The adoption of Medicare's annual wellness visit among primary care practices was associated with positive financial gains, according to a study published in Health Affairs.

For the study, researchers analyzed national Medicare claims data for 2011-15 to assess wellness visit adoption and its effects. The study involved a 20 percent sample of Medicare beneficiaries.

Here are six things to know.

1. Medicare's annual wellness visits, introduced in 2011, are available to beneficiaries enrolled in Part B for more than 12 months. According to the Medicare website, the visits aim to help beneficiaries update or develop a preventive care plan so they stay healthy as possible. The first year of enrollment, Part B beneficiaries are eligible for a "Welcome to Medicare" preventive visit.
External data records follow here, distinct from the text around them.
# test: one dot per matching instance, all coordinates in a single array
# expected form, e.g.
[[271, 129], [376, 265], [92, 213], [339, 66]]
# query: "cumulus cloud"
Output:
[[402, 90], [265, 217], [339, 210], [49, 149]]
2. More than half of practices (51.2 percent) identified in the study had not adopted annual wellness visits by 2015. Researchers defined adopters as practices that provided the service to at least a quarter of their eligible patients — 23.1 percent of primary care practices identified in the study met this criteria.

3. Practices that cared for underserved populations, such as racial minorities, those enrolled in Medicare and Medicaid, and rural residents, saw lower numbers of annual wellness visits.

4. Researchers said practices that adopted annual wellness visits appeared to use those preventive-focused visits rather than visits based on a specific health issue. These practices saw increased primary care revenue compared to practices that didn't use annual wellness visits.

5. The study also found practices that used annual wellness visits saw "improved stability of patient assignment and a modestly healthier patient mix as indicated by Hierarchical Condition Category risk scores."

6. The study's authors concluded: "Policy makers should consider ways to encourage uptake of the visit or other mechanisms to promote preventive care in underserved populations and the practices that serve them."